With the default GL behaviour, the layout of the block isn't guaranteed, which means you can't precompile your buffers either. The choice to allow this optimisation to take place means that you're unable to perform other optimisatons.
Again though, assuming your GL implementation is up to date, you've got the option of enabling packing rules or optimisations, or neither.
Shader stages are compiled in isolation (that is the way it has always been), and linked together into shader program(s) later. If an input is not used then it is thrown away - D3D does probably the same, no?
This is the difference I was trying to point out
D3D does not have an explicit linking step, which is the only place where it's safe to perform optimizations on the layout of the interface structures.
In D3D9 there was an implicit linking step, but it's gone in D3D10. Many GL implementations are also notorious for doing lazy linking, like this implicit step, with many engines issuing a "fake draw call" after binding shaders to ensure that they're actually compiled/linked when you wanted them to be, to avoid CPU performance hiccups during gameplay...
Once you've created the individual D3D shader programs for each stage (vertex, pixel, etc), it's assumed that you can use them (in what you call a mix-and-match) fashion straight away, as long as you're careful to only mix-and-match shaders with interfaces that match exactly, without the runtime doing any further processing/linking.
In D3D9, there was some leeway in whether the interfaces matched exactly, but this requires the runtime to do some checking/linking work as a regular part of draw-calls (part of the reason it's draw calls are more expensive than D3D10/GL), so this feature was scrapped. Now, it's up to the programmer to make sure that their shaders will correctly link together as they author them, so that at runtime no validation/fix-ups needs to be done.
PS. shader programs can be extracted as binary blobs for caching to skip all of the compiling/linking altogether - i have never found any reason to use them myself (ie. never suffered shader count explosion).
This features isn't the same as D3D's compilation -- you can only extract blobs for the current GPU and driver. The developer can't precompile their shaders and just ship the blobs.
Having precompiled intermediate is one of the most reoccurring requests at OGL side (even after binary blobs got already added) - having D3D brought up as an example time and time and time again. So, whats the holdup? If it makes sense for OGL then why is it not added?
That's a pretty silly argument. To make a similarly silly one from the other sdie of the fence: in Windows 8 Metro, you can't compile HLSL shaders at runtime at all, but are forced to pre-compile them into bytecode ahead of time and ship these blobs to the customer. If runtime compilation is so important, then why was it removed (by a group that is about of equal importance/expertise to Khronos/ARB)?

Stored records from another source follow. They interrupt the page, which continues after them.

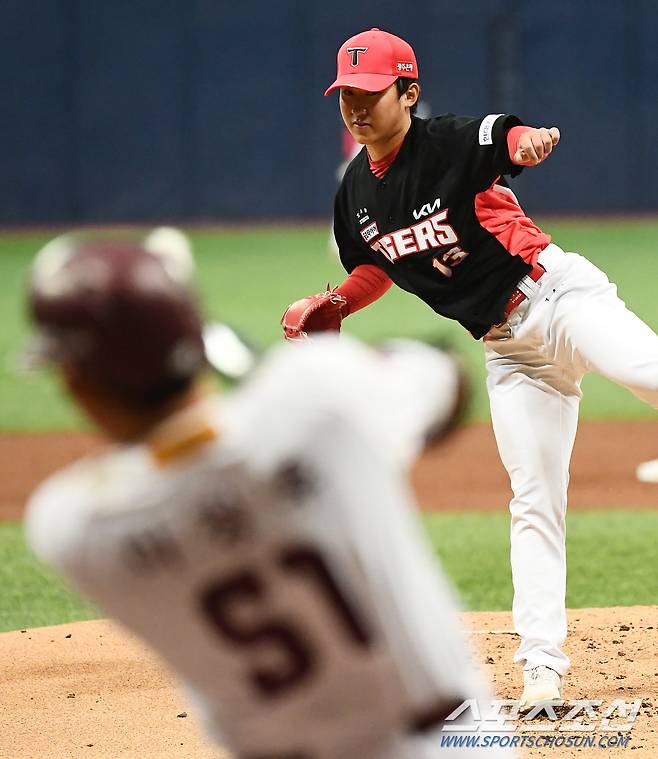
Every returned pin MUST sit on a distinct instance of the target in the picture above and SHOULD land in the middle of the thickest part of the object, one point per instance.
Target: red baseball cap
(373, 60)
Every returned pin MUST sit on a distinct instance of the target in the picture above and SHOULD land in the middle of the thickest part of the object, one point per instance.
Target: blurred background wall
(129, 110)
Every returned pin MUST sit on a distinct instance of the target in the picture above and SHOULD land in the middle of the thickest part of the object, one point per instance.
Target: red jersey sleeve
(364, 285)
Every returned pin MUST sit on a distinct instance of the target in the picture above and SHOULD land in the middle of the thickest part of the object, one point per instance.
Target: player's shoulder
(353, 173)
(60, 507)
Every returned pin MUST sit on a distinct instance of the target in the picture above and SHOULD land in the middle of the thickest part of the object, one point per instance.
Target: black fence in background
(127, 110)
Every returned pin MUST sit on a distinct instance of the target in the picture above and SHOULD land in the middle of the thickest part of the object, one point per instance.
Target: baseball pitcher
(263, 544)
(426, 206)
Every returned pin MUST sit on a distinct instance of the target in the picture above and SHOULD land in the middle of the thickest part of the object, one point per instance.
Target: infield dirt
(90, 690)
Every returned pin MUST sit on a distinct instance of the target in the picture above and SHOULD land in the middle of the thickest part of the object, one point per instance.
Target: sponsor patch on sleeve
(370, 232)
(486, 128)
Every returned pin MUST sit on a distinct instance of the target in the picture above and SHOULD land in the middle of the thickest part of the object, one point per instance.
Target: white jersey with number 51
(265, 546)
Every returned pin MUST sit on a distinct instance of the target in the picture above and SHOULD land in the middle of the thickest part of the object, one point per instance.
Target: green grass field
(247, 277)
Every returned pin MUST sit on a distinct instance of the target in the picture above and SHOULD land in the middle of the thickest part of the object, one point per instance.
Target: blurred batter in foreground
(264, 544)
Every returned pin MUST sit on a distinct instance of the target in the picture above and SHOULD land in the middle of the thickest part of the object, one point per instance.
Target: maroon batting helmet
(114, 311)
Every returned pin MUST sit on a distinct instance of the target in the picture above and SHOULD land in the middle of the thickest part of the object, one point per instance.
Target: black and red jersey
(442, 223)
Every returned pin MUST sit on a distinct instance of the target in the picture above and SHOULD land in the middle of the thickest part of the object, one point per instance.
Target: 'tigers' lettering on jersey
(429, 234)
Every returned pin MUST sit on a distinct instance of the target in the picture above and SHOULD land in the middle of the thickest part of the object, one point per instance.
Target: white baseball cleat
(540, 684)
(648, 471)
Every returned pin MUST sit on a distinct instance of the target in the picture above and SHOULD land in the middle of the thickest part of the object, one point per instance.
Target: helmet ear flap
(112, 308)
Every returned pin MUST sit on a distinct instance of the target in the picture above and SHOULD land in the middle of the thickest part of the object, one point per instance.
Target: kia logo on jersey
(355, 54)
(427, 208)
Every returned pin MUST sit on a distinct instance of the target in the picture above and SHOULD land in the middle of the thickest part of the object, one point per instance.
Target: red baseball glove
(316, 313)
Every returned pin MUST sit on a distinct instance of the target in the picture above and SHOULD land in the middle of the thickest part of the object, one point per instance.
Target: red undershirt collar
(380, 168)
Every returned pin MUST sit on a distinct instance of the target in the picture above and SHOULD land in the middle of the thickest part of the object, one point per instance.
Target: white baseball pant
(573, 322)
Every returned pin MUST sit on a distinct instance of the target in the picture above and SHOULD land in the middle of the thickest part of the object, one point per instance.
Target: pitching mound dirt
(90, 690)
(463, 473)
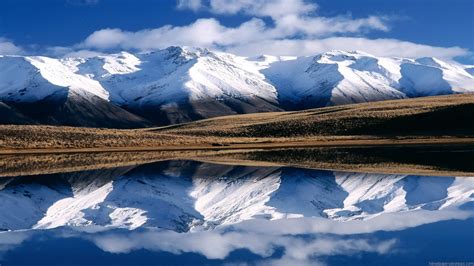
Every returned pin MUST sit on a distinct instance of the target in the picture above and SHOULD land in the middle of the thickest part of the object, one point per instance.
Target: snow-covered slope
(183, 84)
(184, 196)
(339, 77)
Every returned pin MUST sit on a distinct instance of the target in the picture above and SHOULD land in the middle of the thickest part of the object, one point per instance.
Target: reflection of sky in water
(193, 213)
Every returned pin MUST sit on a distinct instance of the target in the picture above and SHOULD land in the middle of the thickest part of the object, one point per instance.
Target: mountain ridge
(177, 84)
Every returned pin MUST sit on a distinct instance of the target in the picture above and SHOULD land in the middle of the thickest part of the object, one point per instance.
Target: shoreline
(326, 143)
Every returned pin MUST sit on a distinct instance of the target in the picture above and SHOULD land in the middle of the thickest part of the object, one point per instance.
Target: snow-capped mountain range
(183, 84)
(191, 196)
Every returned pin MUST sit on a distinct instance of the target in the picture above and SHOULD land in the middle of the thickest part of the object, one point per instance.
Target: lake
(184, 212)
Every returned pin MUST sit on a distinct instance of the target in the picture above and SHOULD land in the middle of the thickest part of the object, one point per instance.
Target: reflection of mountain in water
(185, 195)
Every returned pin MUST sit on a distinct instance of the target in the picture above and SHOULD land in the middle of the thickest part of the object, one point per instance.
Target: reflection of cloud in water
(219, 244)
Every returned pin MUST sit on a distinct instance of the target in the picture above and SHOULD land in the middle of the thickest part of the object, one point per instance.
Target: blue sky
(413, 27)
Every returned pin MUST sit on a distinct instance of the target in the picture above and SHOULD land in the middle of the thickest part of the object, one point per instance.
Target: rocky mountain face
(178, 84)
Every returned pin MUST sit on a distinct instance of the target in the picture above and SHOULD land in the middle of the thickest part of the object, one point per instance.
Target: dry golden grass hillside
(440, 117)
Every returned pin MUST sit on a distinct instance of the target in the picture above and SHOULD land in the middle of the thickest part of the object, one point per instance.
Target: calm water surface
(192, 213)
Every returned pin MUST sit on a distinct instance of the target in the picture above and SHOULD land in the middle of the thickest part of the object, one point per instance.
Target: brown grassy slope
(440, 115)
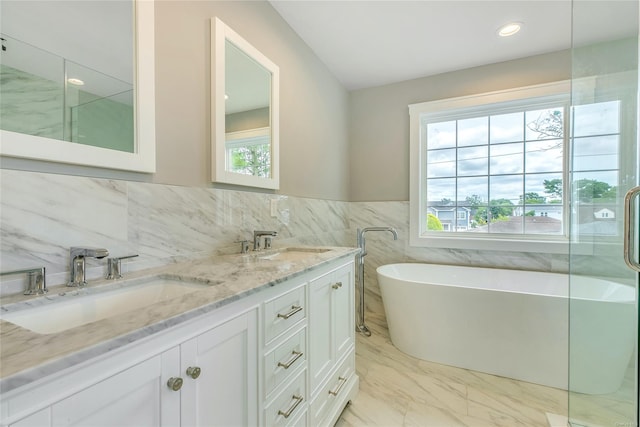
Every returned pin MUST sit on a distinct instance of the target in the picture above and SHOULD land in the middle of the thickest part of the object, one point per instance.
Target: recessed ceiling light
(509, 29)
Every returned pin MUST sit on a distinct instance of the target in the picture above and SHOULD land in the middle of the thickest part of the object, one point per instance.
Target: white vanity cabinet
(209, 379)
(220, 375)
(281, 356)
(331, 344)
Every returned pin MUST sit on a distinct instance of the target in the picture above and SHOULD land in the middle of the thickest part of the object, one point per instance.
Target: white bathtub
(511, 323)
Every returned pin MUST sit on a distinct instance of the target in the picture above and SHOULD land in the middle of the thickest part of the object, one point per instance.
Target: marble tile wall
(382, 249)
(43, 215)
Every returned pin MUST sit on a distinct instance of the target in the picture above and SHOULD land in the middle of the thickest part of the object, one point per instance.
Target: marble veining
(399, 390)
(26, 356)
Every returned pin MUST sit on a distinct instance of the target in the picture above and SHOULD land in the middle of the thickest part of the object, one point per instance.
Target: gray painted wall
(313, 104)
(379, 118)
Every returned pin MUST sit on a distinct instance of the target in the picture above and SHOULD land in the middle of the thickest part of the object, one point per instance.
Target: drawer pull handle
(174, 383)
(298, 400)
(194, 372)
(296, 355)
(294, 310)
(343, 381)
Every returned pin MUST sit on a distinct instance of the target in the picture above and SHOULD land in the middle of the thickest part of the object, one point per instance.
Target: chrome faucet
(258, 234)
(77, 265)
(37, 280)
(361, 326)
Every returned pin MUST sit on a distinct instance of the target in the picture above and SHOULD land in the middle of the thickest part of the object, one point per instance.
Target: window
(498, 161)
(249, 152)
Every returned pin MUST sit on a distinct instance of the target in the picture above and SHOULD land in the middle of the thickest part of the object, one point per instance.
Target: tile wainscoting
(43, 215)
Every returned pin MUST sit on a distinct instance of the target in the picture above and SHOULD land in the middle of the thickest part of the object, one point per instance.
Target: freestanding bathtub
(512, 323)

Yeah, the driver's internal compiler could do a better job with the high-level source rather than pre-compiled bytecode, but the fact is that compiling HLSL/GLSL is slow. D3D's option to load pre-compiled bytecode shaders is order of magnitude faster. You may not have personally run into a problem with it, but plenty of developers have, which is why this feature is so popular. Just how large C++ games can take between minutes to hours to build, the shader code-bases in large games can take just a few seconds, or half an hour... Even with the caching option, it's very poor form to require your users to wait for 10 minutes the first time they load the game.
Sure, you can trade runtime performance in order to reduce build times, but to be a bit silly again, if this is such a feasible option, why do large games not do it?
Another reason why runtime compilation in GL-land is a bad thing, is because the quality of the GLSL implementation varies widely between drivers. To deal with this, Unity has gone as far as to build their own GLSL compiler, which parses their GLSL code and then emits clean, standardized and optimized GLSL code, to make sure that it runs the same on every implementation. Such a process is unnecessary in D3D due to there being a single, standard compiler implementation.